Liu Liang, Anderson Christian, Pearl Dennis, Edwards Scott V
Department of Statistics, University of Georgia, Athens, GA, USA.
Advantage Testing of Boston, Newton Centre, MA, USA.
Methods Mol Biol. 2019;1910:211-239. doi: 10.1007/978-1-4939-9074-0_7.
The multispecies coalescent (MSC) model provides a compelling framework for building phylogenetic trees from multilocus DNA sequence data. The pure MSC is best thought of as a special case of so-called "multispecies network coalescent" models, in which gene flow is allowed among branches of the tree, whereas MSC methods assume there is no gene flow between diverging species. Early implementations of the MSC, such as "parsimony" or "democratic vote" approaches to combining information from multiple gene trees, as well as concatenation, in which DNA sequences from multiple gene trees are combined into a single "supergene," were quickly shown to be inconsistent in some regions of tree space, in so far as they converged on the incorrect species tree as more gene trees and sequence data were accumulated. The anomaly zone, a region of tree space in which the most frequent gene tree is different from the species tree, is one such region where many so-called "coalescent" methods are inconsistent. Second-generation implementations of the MSC employed Bayesian or likelihood models; these are consistent in all regions of gene tree space, but Bayesian methods in particular are incapable of handling the large phylogenomic data sets currently available. Two-step methods, such as MP-EST and ASTRAL, in which gene trees are first estimated and then combined to estimate an overarching species tree, are currently popular in part because they can handle large phylogenomic data sets. These methods are consistent in the anomaly zone but can sometimes provide inappropriate measures of tree support or apportion error and signal in the data inappropriately. MP-EST in particular employs a likelihood model which can be conveniently manipulated to perform statistical tests of competing species trees, incorporating the likelihood of the collected gene trees on each species tree in a likelihood ratio test. Such tests provide a useful alternative to the multilocus bootstrap, which only indirectly tests the appropriateness of competing species trees. We illustrate these tests and implementations of the MSC with examples and suggest that MSC methods are a useful class of models effectively using information from multiple loci to build phylogenetic trees.

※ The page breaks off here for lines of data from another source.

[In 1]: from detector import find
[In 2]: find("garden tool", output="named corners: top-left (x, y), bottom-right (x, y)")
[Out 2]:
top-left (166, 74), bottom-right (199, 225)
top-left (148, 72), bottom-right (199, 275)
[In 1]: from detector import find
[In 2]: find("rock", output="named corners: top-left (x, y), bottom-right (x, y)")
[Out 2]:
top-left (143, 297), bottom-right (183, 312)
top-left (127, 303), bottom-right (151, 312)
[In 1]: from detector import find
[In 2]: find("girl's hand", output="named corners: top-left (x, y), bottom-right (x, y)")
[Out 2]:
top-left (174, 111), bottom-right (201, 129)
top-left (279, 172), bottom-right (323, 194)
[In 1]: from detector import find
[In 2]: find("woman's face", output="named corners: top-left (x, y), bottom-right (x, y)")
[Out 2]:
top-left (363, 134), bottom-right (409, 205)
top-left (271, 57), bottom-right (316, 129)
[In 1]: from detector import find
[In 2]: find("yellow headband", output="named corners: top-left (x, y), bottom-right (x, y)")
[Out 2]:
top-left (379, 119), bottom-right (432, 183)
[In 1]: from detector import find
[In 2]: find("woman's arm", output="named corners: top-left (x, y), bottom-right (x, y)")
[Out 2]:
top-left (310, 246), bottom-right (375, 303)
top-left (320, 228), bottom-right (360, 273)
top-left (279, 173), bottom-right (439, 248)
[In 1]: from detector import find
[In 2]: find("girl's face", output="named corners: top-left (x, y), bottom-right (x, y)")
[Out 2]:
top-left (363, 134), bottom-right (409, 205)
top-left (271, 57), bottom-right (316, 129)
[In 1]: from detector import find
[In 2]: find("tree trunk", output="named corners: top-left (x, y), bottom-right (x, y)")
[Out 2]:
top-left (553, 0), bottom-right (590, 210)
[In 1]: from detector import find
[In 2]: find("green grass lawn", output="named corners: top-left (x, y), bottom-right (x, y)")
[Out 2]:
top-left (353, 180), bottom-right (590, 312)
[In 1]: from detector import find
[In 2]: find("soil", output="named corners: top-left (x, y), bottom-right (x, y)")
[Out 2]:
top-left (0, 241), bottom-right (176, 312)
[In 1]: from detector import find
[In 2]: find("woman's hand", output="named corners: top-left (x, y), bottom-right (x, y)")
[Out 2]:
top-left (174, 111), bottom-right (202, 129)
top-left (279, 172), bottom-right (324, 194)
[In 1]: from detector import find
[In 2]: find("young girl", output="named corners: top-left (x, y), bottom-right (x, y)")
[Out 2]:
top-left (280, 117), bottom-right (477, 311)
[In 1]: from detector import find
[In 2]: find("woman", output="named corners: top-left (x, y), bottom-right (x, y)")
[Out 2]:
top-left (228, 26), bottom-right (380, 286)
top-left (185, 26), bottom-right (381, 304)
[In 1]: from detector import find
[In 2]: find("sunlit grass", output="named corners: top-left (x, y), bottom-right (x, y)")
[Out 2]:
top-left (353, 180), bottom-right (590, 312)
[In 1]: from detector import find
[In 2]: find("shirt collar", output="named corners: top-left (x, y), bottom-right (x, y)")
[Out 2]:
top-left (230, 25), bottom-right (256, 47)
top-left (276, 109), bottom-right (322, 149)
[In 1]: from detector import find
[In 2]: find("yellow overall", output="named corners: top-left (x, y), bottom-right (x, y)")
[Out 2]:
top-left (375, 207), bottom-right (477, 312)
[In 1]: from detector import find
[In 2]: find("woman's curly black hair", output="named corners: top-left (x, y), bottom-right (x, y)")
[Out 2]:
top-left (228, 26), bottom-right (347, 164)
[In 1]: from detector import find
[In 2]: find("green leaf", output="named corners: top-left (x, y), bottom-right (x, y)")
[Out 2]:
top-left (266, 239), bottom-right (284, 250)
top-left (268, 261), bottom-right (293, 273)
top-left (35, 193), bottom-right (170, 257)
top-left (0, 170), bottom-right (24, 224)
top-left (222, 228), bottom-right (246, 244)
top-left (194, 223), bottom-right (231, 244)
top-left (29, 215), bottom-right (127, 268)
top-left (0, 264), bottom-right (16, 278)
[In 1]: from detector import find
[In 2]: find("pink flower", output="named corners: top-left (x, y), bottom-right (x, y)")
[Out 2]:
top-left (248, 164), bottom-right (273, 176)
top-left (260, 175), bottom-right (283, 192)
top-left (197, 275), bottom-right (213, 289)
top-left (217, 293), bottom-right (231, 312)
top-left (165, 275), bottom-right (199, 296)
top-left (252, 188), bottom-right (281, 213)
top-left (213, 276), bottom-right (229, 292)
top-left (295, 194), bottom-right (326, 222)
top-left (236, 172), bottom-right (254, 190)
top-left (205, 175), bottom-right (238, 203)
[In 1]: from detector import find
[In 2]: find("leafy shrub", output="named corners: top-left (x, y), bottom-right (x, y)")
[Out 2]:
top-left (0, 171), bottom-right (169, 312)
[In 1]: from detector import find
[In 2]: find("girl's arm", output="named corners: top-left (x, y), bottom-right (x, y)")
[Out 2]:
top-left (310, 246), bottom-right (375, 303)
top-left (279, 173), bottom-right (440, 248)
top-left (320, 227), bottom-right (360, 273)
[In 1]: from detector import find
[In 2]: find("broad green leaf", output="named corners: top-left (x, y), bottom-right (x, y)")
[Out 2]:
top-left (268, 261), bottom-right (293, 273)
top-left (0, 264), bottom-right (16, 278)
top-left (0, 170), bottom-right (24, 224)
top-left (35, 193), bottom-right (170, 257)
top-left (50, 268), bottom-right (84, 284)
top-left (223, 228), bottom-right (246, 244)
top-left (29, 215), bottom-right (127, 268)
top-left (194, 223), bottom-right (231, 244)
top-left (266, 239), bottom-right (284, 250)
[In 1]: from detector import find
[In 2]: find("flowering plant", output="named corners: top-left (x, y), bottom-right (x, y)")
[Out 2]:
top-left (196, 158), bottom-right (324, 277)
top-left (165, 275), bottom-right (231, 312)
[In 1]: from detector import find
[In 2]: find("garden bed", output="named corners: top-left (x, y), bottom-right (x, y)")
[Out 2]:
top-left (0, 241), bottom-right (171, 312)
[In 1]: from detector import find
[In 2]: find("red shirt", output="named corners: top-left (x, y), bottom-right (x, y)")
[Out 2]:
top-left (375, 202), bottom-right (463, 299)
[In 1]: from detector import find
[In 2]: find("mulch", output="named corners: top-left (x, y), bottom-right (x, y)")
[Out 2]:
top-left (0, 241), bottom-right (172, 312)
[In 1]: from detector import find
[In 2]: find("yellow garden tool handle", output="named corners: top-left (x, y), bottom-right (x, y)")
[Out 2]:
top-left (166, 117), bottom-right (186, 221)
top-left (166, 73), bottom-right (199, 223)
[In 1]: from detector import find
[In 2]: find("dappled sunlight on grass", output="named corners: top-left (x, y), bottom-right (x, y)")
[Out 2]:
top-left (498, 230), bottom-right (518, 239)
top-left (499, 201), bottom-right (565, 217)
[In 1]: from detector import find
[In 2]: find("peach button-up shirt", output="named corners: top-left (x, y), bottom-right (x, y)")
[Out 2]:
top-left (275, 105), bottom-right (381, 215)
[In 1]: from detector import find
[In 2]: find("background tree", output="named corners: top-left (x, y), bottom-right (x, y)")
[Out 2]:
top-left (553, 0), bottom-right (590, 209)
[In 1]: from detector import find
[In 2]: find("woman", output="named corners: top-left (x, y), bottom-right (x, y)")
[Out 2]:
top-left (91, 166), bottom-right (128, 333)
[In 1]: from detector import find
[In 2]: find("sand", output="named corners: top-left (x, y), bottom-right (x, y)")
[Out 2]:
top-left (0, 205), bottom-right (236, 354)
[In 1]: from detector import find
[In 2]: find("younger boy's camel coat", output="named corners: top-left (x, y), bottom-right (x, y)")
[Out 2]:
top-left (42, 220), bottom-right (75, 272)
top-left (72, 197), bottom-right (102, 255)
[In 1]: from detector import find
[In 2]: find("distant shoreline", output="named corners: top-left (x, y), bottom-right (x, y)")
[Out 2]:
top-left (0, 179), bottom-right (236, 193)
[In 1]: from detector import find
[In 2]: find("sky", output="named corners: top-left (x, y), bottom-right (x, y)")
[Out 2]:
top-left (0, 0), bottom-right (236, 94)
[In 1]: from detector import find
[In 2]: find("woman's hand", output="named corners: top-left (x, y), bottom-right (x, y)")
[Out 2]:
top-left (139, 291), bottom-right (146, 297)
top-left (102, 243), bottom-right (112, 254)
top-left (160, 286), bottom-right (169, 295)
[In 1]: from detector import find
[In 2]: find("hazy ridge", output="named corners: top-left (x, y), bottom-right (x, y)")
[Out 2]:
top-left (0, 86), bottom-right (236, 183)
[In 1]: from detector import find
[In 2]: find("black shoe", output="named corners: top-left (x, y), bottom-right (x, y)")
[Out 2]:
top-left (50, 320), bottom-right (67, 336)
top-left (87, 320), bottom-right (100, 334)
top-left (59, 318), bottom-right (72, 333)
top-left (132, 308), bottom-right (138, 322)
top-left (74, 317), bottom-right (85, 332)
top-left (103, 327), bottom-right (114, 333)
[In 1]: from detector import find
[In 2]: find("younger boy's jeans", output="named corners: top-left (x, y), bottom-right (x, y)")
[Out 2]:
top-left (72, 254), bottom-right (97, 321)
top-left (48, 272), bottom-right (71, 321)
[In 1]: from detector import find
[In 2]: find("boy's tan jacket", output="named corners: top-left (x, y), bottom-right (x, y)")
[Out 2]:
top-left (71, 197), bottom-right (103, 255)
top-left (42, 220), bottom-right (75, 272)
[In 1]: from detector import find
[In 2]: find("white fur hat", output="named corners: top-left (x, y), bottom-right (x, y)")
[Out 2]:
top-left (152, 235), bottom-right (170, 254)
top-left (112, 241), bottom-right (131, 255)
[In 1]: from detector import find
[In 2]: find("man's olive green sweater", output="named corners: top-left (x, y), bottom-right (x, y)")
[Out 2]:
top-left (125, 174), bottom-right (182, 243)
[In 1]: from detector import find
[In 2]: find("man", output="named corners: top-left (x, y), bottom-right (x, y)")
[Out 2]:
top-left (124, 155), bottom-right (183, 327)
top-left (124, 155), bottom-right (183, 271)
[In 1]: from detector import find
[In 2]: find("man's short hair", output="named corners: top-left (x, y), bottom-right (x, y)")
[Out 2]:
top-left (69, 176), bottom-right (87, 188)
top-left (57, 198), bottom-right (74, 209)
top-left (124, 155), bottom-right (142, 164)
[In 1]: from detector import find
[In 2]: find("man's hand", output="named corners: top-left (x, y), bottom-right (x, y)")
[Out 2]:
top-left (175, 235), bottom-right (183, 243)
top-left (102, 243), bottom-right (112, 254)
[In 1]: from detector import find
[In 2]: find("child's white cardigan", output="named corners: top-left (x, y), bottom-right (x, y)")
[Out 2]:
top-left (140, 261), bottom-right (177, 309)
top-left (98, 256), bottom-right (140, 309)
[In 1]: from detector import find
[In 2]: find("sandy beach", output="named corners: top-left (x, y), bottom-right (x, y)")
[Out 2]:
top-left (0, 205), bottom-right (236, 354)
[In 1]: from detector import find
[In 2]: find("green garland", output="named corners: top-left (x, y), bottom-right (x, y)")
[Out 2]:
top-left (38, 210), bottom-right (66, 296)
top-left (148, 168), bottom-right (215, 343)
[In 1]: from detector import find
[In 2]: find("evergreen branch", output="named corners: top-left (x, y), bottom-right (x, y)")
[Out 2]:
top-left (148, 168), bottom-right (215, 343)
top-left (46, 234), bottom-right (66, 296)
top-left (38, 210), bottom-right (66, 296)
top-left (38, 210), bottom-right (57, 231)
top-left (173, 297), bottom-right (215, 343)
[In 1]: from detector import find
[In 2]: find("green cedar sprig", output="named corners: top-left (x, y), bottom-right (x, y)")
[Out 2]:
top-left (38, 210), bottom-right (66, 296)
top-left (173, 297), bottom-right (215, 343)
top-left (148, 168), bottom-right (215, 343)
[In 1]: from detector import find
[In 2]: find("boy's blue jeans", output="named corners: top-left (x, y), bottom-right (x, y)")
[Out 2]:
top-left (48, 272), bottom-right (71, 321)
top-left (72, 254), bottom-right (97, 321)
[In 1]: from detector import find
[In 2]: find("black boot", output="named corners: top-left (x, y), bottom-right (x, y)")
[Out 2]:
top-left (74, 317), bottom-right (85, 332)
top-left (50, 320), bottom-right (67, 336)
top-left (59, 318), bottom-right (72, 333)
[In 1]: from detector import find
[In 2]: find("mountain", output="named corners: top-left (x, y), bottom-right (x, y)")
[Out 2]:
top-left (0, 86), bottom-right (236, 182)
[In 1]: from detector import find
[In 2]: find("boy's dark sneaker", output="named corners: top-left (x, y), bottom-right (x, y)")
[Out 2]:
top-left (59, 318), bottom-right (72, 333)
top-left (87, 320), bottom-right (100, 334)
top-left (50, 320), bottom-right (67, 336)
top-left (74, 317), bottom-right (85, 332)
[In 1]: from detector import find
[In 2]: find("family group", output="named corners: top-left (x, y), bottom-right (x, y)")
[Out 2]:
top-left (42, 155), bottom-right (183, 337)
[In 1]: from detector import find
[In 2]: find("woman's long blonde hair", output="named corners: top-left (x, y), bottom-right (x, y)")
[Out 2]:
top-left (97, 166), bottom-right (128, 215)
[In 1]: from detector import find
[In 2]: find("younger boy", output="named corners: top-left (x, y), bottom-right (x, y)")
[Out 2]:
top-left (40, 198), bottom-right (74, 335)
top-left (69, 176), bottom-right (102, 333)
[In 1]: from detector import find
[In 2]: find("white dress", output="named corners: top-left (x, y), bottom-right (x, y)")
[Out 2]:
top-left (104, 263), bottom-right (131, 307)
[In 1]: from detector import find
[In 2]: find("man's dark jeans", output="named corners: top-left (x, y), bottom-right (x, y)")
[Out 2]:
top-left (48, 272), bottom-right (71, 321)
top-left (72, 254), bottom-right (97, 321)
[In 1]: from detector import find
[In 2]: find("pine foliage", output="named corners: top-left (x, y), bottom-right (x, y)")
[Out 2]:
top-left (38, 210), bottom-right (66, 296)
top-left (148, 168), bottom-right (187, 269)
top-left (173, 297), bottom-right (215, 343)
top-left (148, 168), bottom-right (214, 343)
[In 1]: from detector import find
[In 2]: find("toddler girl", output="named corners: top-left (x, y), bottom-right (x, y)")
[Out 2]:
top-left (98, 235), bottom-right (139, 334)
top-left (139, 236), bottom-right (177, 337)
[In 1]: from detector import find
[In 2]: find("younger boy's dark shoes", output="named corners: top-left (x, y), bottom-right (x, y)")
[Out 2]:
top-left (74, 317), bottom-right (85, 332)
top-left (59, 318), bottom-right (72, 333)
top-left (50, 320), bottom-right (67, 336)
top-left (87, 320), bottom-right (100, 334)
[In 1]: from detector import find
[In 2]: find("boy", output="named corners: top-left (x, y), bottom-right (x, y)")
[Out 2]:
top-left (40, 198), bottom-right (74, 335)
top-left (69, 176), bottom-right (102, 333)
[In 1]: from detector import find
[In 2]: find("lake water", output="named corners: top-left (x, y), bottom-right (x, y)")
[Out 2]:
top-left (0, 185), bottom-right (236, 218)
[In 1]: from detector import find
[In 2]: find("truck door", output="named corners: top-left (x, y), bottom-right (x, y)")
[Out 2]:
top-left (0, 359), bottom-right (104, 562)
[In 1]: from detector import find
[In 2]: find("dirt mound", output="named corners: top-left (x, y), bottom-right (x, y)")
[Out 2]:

多物种合并(MSC)模型为从多位点DNA序列数据构建系统发育树提供了一个有说服力的框架。纯MSC最好被视为所谓“多物种网络合并”模型的一个特例,在该模型中,树的分支之间允许基因流动,而MSC方法假设不同物种之间不存在基因流动。MSC的早期实现方式,如将来自多个基因树的信息进行合并的“简约法”或“民主投票法”,以及将多个基因树的DNA序列合并成一个单一“超级基因”的串联法,很快就在树空间的某些区域被证明是不一致的,因为随着更多基因树和序列数据的积累,它们会收敛到错误的物种树上。异常区是树空间中的一个区域,其中最常见的基因树与物种树不同,是许多所谓“合并”方法不一致的一个这样的区域。MSC的第二代实现方式采用了贝叶斯或似然模型;这些在基因树空间的所有区域都是一致的,但特别是贝叶斯方法无法处理当前可用的大型系统发育基因组数据集。两步法,如MP-EST和ASTRAL,其中首先估计基因树,然后将它们合并以估计总体物种树,目前很受欢迎,部分原因是它们可以处理大型系统发育基因组数据集。这些方法在异常区是一致的,但有时可能会提供不适当的树支持度量,或者不恰当地分配数据中的误差和信号。特别是MP-EST采用了一个似然模型,该模型可以方便地进行操作以对竞争的物种树进行统计检验,在似然比检验中纳入每个物种树上收集的基因树的似然性。这样的检验为多位点自展提供了一个有用的替代方法,多位点自展只是间接检验竞争物种树的适当性。我们用例子说明了这些检验和MSC的实现方式,并表明MSC方法是一类有效地利用来自多个位点的信息来构建系统发育树的有用模型。